Mais le prince Prospero était heureux, et intrépide, et sagace. Quand ses domaines

furent à moitié dépeuplés, il convoqua un millier d'amis vigoureux et allègres de coeur,

choisis parmi les chevaliers et les dames de sa cour, et se fit avec eux une retraite

profonde dans une de ses abbayes fortifiées. C'était un vaste et magnifique bâtiment,

une création du prince, d'un goût excentrique et cependant grandiose. Un mur épais et

haut lui faisait une ceinture. Ce mur avait des portes de fer. Les courtisans, une fois

entrés, se servirent de fourneaux et de solides marteaux pour souder les verrous. Ils

résolurent de se barricader contre les impulsions soudaines du désespoir extérieur et de

fermer toute issue aux frénésies du dedans. L'abbaye fut largement approvisionnée.

Grâce à ces précautions, les courtisans pouvaient jeter le défi à la contagion. Le monde

extérieur s'arrangerait comme il pourrait. En attendant, c'était folie de s'affliger ou de

penser. Le prince avait pourvu à tous le moyens de plaisir. Il y avait des bouffons, il y

avait des improvisateurs, des danseurs, des musiciens, il y avait le beau sous toutes ses

formes, il y avait le vin. En dedans, il y avait toutes ces belles choses et la sécurité. Audehors,

la Mort Rouge.

Ce fut vers la fin du cinquième ou sixième mois de sa retraite, et pendant que le fléau

sévissait au-dehors avec le plus de rage, que le prince Prospero gratifia ses mille amis

d'un bal masqué de la plus insolite magnificence.

Tableau voluptueux que cette mascarade! Mais d'abord laissez-moi vous décrire les

salles où elle eut lieu. Il y en avait sept, une enfilade impériale. Dans beaucoup de

palais, ces séries de salons forment de longues perspectives en ligne droite, quand les

battants des portes sont rabattus sur les murs de chaque côté, de sorte que le regard

s'enfonce jusqu'au bout sans obstacle. Ici, le cas était fort différent, comme on pouvait

s'y attendre de la part du duc et de son goût très vif pour le bizarre. Les salles étaient si

irrégulièrement disposées que l'oeil n'en pouvait guère embrasser plus d'une à la fois.

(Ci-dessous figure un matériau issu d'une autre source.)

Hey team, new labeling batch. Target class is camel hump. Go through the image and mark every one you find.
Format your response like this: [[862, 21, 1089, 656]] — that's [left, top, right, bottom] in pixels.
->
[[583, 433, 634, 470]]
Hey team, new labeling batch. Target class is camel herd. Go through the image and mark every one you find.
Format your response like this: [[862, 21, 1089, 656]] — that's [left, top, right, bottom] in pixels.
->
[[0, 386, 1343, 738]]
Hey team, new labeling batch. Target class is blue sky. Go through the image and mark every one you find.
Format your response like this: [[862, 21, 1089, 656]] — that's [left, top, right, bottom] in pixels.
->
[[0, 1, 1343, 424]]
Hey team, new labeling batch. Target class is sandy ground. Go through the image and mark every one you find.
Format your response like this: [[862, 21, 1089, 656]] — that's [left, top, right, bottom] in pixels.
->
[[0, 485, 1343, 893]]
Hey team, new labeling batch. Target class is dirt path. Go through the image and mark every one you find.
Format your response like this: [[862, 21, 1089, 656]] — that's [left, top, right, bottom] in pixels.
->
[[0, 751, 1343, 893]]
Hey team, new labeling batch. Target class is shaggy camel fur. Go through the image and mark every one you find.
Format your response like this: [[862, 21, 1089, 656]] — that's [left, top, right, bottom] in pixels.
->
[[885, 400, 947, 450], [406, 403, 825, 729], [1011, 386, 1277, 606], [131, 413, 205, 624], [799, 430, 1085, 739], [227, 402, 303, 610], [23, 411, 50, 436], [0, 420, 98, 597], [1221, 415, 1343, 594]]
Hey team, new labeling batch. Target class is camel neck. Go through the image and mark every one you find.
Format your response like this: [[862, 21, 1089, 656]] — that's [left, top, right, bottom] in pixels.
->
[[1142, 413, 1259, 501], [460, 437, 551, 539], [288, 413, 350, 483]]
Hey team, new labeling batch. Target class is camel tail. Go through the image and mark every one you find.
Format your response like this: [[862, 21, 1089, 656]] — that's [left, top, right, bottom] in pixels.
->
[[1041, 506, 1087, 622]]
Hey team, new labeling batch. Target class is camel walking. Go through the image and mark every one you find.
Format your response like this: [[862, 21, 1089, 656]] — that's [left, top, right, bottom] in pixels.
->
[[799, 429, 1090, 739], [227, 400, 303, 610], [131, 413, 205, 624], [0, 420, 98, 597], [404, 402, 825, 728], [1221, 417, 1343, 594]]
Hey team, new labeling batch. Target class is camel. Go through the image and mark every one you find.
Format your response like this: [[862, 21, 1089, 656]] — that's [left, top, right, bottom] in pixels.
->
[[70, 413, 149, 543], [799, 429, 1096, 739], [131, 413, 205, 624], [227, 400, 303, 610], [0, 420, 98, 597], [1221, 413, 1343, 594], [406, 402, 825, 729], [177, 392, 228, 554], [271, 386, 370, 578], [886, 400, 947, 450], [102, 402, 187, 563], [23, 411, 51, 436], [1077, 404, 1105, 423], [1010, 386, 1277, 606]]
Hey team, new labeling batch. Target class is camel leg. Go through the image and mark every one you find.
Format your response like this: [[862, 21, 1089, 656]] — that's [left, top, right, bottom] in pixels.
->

Au bout d'un espace de vingt à trente yards il y avait un brusque détour, et à chaque

coude un nouvel aspect. A droite et à gauche, au milieu de chaque mur, une haute et

étroite fenêtre gothique donnait sur un corridor fermé qui suivait les sinuosités de

l'appartement. Chaque fenêtre était faite de verres colorés en harmonie avec le ton

dominant dans les décorations de la salle sur laquelle elle s'ouvrait. Celle qui occupait

l'extrémité orientale, par exemple, était tendue de bleu, et les fenêtres étaient d'un bleu

profond. La seconde pièce était ornée et tendue de pourpre, et les carreaux étaient

pourpres. La troisième, entièrement verte, et vertes les fenêtres. La quatrième, décorée

d'orange, était éclairée par une fenêtre orangée, la cinquième, blanche, la sixième,

violette.

La septième salle était rigoureusement ensevelie de tentures de velours noir qui

revêtaient tout le plafond et les murs, et retombaient en lourdes nappes sur un tapis de

même étoffe et de même couleur. Mais, dans cette chambre seulement, la couleur des

fenêtres ne correspondait pas à la décoration. Les carreaux étaient écarlates, d'une

couleur intense de sang.

Or, dans aucune des sept salles, à travers les ornements d'or éparpillés à profusion çà et

là ou suspendus aux lambris, on ne voyait de lampe ni de candélabre. Ni lampes, ni

bougies; aucune lumière de cette sorte dans cette longue suite de pièces. Mais, dans les

corridors qui leur servaient de ceinture, juste en face de chaque fenêtre, se dressait un

énorme trépied, avec un brasier éclatant, qui projetait ses rayons à travers les carreaux

de couleur et illuminait la salle d'une manière éblouissante. Ainsi se produisait une

multitude d'aspects chatoyants et fantastiques. Mais dans la chambre de l'ouest, la

chambre noire, la lumière du brasier qui ruisselait sur les tentures noires à travers les

...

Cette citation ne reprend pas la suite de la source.